POSSIBILITY 6. Marry a peasant girl?
“But how am I to set about such things?” Levin said confusedly in reply, and Socrates’ logistical circuits set busily back to work.
“Never mind, never mind,” Levin said then. “I’ll work it out later. One thing’s certain, this night has decided my fate. All my old dreams of home life were absurd.”
“Absurd,” Socrates seconded reluctantly, not wishing to confirm such a dismal verdict, but unwilling also to contradict his master in such a mood.
“It’s all ever so much simpler and better to . . . to . . .”
“Master?”
“How beautiful!” Levin exclaimed, and Socrates tilted back his head unit to take in the sight: a daylight meteor shower, with dozens of golden-red stars dancing in their turns across the clear blue sky. “How exquisite a sight on this exquisite morning! And when and how do such things come to be! Just now I looked at the sky, and there was nothing in it—-just the clouds and the gentle glow of the sun. And now, this display of stunning beauty! Yes, and so imperceptibly too my views of life changed!”
Shrinking from the cold, Levin walked rapidly, looking at the ground. “What’s that? Someone’s coming,” he said suddenly, catching the tinkle of bells, and lifting his head.
“At forty paces, master . . . there . . .”
Indeed, at forty paces, a carriage harnessed to a four-treaded Puller was driving toward him along the grassy road on which he was walking. The treads were shallow, designed primarily for city travel rather than the countryside, but the dexterous Class II driver held a careful hand on the shaft, so that the treads stayed on the smooth part of the road.
This was all Levin noticed, and without wondering who it could be, he gazed absently at the coach.

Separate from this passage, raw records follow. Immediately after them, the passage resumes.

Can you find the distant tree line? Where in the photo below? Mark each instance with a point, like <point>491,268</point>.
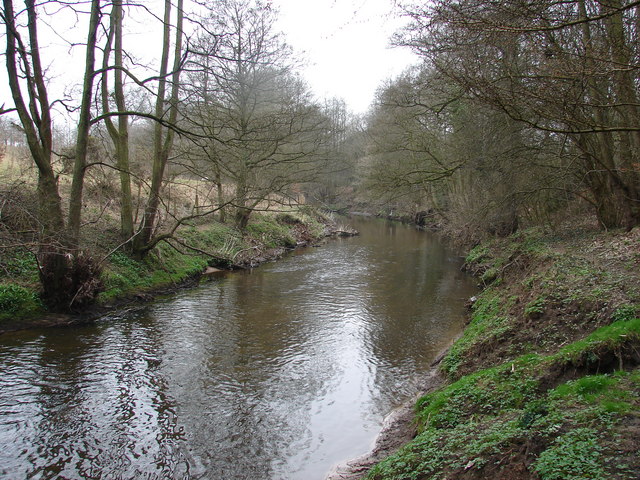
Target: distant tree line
<point>517,109</point>
<point>223,105</point>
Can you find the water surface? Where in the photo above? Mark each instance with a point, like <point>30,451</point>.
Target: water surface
<point>277,373</point>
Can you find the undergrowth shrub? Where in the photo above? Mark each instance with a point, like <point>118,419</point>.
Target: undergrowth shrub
<point>15,299</point>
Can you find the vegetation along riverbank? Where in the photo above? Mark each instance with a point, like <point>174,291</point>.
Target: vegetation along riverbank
<point>200,250</point>
<point>544,382</point>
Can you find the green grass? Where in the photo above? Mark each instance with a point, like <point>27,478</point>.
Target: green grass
<point>470,423</point>
<point>18,302</point>
<point>489,321</point>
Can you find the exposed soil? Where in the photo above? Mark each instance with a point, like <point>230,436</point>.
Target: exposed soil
<point>250,259</point>
<point>579,306</point>
<point>398,429</point>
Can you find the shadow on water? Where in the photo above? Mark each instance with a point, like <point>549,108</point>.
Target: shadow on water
<point>278,373</point>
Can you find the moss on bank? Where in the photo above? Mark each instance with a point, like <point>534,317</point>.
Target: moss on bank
<point>544,383</point>
<point>171,264</point>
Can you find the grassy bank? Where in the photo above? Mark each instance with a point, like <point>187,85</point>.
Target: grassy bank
<point>544,383</point>
<point>180,260</point>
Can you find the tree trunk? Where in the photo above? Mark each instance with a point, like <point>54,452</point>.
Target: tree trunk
<point>162,142</point>
<point>82,140</point>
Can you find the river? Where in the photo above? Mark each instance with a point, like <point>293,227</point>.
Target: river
<point>275,373</point>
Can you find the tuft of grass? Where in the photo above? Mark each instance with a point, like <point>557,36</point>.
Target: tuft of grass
<point>270,232</point>
<point>576,455</point>
<point>489,321</point>
<point>17,302</point>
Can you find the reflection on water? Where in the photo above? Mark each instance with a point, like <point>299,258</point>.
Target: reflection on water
<point>278,373</point>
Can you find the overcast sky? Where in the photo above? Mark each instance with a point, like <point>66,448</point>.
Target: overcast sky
<point>346,44</point>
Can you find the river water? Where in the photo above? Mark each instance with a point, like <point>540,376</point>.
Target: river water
<point>276,373</point>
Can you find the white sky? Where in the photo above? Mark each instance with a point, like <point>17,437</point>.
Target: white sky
<point>346,44</point>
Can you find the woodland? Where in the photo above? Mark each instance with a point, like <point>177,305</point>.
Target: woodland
<point>518,112</point>
<point>516,135</point>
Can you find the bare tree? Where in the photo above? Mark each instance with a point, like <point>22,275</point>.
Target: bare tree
<point>563,68</point>
<point>67,276</point>
<point>263,131</point>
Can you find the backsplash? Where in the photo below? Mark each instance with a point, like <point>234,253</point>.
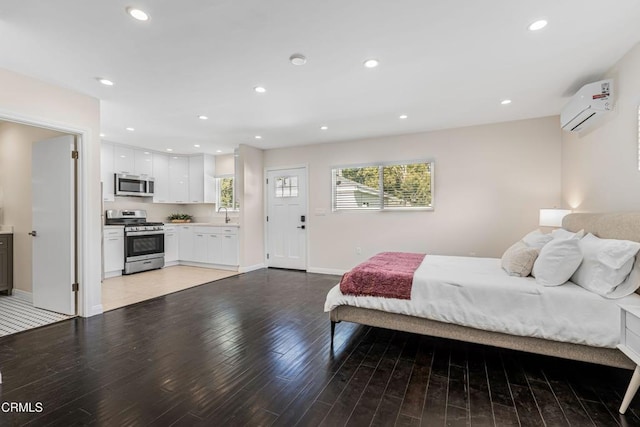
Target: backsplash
<point>158,212</point>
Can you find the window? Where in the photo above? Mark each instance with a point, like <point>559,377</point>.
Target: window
<point>383,186</point>
<point>226,193</point>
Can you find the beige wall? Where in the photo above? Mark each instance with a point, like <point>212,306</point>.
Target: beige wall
<point>600,166</point>
<point>31,101</point>
<point>250,189</point>
<point>15,183</point>
<point>490,181</point>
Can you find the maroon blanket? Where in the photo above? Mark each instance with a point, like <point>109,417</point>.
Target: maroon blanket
<point>388,274</point>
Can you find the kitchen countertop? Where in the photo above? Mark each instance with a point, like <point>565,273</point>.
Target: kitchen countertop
<point>207,224</point>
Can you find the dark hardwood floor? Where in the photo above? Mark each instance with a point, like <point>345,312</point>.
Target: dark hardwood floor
<point>254,350</point>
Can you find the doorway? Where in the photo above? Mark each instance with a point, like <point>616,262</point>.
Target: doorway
<point>287,218</point>
<point>31,178</point>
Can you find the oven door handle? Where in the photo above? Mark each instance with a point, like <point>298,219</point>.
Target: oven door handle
<point>143,233</point>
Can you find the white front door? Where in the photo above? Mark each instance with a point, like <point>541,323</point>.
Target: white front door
<point>287,218</point>
<point>53,224</point>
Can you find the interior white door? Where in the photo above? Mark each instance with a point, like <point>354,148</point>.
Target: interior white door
<point>287,218</point>
<point>53,263</point>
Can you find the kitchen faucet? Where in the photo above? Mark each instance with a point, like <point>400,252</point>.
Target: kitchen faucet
<point>226,214</point>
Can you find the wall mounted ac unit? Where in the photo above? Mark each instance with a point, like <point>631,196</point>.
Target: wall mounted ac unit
<point>591,102</point>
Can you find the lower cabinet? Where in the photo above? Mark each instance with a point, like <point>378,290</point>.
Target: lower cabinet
<point>113,251</point>
<point>209,245</point>
<point>171,245</point>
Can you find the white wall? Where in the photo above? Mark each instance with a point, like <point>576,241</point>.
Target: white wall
<point>250,194</point>
<point>490,181</point>
<point>31,101</point>
<point>16,142</point>
<point>600,166</point>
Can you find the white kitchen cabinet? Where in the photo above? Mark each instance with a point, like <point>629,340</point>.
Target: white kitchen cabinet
<point>185,243</point>
<point>143,163</point>
<point>171,245</point>
<point>107,172</point>
<point>124,160</point>
<point>202,185</point>
<point>113,254</point>
<point>229,248</point>
<point>200,246</point>
<point>161,176</point>
<point>178,179</point>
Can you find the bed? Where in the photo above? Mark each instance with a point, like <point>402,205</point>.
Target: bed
<point>493,308</point>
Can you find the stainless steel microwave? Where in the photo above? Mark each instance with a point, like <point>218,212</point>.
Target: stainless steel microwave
<point>133,185</point>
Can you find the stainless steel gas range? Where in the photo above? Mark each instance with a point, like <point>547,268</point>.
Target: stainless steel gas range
<point>143,241</point>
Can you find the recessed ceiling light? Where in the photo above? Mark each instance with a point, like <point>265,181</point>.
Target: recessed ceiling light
<point>104,81</point>
<point>298,59</point>
<point>138,14</point>
<point>538,25</point>
<point>371,63</point>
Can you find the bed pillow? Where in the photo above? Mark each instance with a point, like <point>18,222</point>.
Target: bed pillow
<point>518,259</point>
<point>537,239</point>
<point>561,233</point>
<point>607,263</point>
<point>557,262</point>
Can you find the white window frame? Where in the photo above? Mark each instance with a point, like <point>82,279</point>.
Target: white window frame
<point>234,200</point>
<point>382,208</point>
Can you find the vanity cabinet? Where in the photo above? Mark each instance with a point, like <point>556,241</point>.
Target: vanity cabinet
<point>6,263</point>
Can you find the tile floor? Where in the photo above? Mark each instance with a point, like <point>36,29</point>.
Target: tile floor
<point>126,290</point>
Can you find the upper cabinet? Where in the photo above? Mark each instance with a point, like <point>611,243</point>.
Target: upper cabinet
<point>106,172</point>
<point>202,184</point>
<point>161,176</point>
<point>143,163</point>
<point>124,161</point>
<point>178,178</point>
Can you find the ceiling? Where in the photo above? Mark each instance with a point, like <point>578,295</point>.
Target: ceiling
<point>443,63</point>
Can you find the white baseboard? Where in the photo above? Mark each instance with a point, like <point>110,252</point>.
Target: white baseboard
<point>251,268</point>
<point>95,310</point>
<point>321,270</point>
<point>23,295</point>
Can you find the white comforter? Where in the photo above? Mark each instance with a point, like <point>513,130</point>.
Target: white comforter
<point>476,292</point>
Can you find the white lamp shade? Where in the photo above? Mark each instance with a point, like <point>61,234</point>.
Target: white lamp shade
<point>552,217</point>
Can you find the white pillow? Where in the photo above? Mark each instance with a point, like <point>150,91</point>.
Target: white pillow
<point>561,233</point>
<point>557,262</point>
<point>607,263</point>
<point>537,239</point>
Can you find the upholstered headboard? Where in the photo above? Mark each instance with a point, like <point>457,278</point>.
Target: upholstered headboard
<point>621,225</point>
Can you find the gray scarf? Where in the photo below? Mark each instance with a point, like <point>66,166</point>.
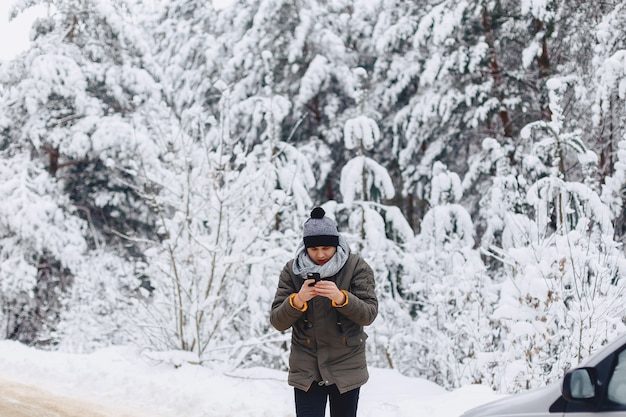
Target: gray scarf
<point>303,264</point>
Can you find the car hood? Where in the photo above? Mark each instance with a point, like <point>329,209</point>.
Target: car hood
<point>534,402</point>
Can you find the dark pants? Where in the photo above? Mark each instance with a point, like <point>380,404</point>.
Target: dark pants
<point>312,403</point>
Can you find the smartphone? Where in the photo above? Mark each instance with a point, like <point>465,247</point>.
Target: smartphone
<point>315,276</point>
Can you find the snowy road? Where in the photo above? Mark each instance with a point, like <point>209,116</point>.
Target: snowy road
<point>19,400</point>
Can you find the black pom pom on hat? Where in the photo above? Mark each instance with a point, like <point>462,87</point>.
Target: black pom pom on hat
<point>320,230</point>
<point>318,213</point>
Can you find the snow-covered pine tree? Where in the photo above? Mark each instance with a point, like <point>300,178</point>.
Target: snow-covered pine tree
<point>453,292</point>
<point>560,299</point>
<point>77,102</point>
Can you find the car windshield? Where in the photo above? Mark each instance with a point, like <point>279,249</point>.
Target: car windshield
<point>617,384</point>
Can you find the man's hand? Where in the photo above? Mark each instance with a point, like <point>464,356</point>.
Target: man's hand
<point>329,290</point>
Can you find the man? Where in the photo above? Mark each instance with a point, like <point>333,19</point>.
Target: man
<point>326,315</point>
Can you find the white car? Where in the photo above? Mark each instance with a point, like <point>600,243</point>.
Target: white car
<point>597,387</point>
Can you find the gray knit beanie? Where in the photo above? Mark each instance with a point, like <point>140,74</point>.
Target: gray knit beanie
<point>320,230</point>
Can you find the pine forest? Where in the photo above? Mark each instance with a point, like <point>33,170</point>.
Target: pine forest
<point>159,157</point>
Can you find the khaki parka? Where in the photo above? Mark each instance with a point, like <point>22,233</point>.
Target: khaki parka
<point>328,343</point>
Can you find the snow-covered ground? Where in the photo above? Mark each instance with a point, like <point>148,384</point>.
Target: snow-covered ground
<point>123,377</point>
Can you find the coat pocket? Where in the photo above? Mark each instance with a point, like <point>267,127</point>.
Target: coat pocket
<point>356,340</point>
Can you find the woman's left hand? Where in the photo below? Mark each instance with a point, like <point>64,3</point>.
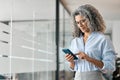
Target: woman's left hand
<point>82,55</point>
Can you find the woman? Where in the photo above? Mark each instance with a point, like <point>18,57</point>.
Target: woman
<point>95,52</point>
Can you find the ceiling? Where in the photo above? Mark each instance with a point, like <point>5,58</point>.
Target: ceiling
<point>45,9</point>
<point>110,9</point>
<point>27,10</point>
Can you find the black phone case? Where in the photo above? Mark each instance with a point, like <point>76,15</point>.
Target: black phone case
<point>67,51</point>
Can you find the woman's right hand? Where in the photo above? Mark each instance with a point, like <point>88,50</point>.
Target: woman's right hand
<point>69,58</point>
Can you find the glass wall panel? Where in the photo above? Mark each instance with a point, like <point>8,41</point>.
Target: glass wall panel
<point>27,38</point>
<point>65,39</point>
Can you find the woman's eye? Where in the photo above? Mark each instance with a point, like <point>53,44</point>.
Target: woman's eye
<point>83,20</point>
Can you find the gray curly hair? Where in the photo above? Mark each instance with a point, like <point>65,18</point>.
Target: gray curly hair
<point>96,22</point>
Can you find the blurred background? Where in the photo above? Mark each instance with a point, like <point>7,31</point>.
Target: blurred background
<point>33,32</point>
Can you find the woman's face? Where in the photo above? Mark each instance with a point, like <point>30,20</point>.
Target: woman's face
<point>82,23</point>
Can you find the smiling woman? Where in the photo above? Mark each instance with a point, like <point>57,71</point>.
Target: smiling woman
<point>95,52</point>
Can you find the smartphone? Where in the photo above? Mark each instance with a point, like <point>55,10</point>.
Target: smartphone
<point>67,51</point>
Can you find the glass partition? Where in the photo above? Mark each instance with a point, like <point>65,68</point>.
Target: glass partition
<point>28,40</point>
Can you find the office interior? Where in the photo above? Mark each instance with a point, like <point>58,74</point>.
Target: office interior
<point>34,32</point>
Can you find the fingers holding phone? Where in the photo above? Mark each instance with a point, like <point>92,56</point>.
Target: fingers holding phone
<point>69,57</point>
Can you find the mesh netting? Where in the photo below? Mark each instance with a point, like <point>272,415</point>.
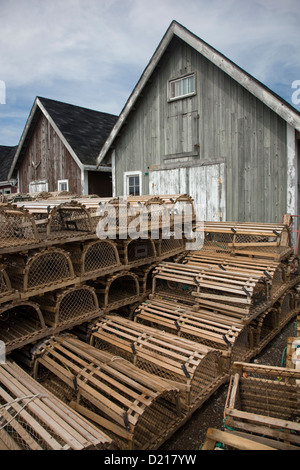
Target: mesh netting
<point>17,227</point>
<point>33,419</point>
<point>134,410</point>
<point>40,269</point>
<point>158,353</point>
<point>265,400</point>
<point>69,306</point>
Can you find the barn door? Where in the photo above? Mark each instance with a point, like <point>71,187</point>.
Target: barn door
<point>205,184</point>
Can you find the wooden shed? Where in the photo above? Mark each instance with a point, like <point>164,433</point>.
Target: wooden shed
<point>197,123</point>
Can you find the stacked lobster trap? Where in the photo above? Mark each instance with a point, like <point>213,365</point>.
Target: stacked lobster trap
<point>31,418</point>
<point>263,404</point>
<point>195,369</point>
<point>53,259</point>
<point>157,329</point>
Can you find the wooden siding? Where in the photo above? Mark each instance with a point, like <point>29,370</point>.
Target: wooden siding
<point>221,122</point>
<point>52,161</point>
<point>206,183</point>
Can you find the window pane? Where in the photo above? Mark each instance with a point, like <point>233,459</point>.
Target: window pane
<point>133,185</point>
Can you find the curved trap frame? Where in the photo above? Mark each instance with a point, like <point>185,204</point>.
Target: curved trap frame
<point>93,259</point>
<point>207,327</point>
<point>248,239</point>
<point>67,220</point>
<point>136,409</point>
<point>117,290</point>
<point>194,369</point>
<point>65,308</point>
<point>265,401</point>
<point>276,273</point>
<point>34,419</point>
<point>145,275</point>
<point>17,228</point>
<point>21,323</point>
<point>35,272</point>
<point>7,292</point>
<point>135,252</point>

In the coach was an old lady dozing in one corner, and at the window, evidently only just awake, sat, perfectly still, a young girl holding in both hands the ribbons of a white cap. With a face entirely absent of thought or attention she stared out the window of the carriage. Levin realized that this girl was hibernating, in the state of chemically induced suspended animation into which ill people are commonly placed to better bear the rigors of the journey to and from an orbital.
At the moment Levin realized upon whom he was gazing, her subdermal anesthesia wore off, and slowly she began to wake. Her eyes blinked once, and then again, and then fell shut—but her face was alive again, full of light and thought, full of a subtle, complex inner life that was remote from Levin.
He watched, wonderingly, as the eyes—such familiar eyes—slowly opened again, like flowers newly budding. And then she recognized him, and her face, in the hazy glow of gradually returning consciousness, lighted up with wondering delight.
He could not be mistaken. There were no other eyes like those in the world. There was only one creature in the world who could concentrate for him all the brightness and meaning of life. It was she. It was Kitty. He understood that she was driving to Ergushovo from the Grav station. And everything that had been stirring Levin during that sleepless night, all the resolutions he had made, all the branching algorithmic calculations that Socrates had produced, all vanished at once. He recalled with horror his dreams of marrying a peasant girl. Only there, in the carriage that had crossed over to the other side of the road, and was rapidly disappearing, only there could he find the solution to the riddle of his life, which had weighed so agonizingly upon him of late.
She did not look out again. The sound of the carriage-treads faded; the drone of the II/Driver could scarcely be heard. The barking of dogs showed the carriage had reached the village, and all that was left was the empty fields all around, the village in front, and he and Socrates wandering lonely along the deserted high road.
He glanced at the sky, expecting again to see the meteor shower, that miracle of blazing torches pirouetting though the daylight. But there was nothing in the sky; there, in the remote heights above, a mysterious change had been accomplished. The sky was empty of falling stars; it had grown blue and bright; and with the same softness, but with the same remoteness, it met his questioning gaze.
“No,” he said to Socrates, “however good that life of simplicity and toil may be . . .”
“You cannot go back to it.”
“No, dear friend, I cannot. I love her.”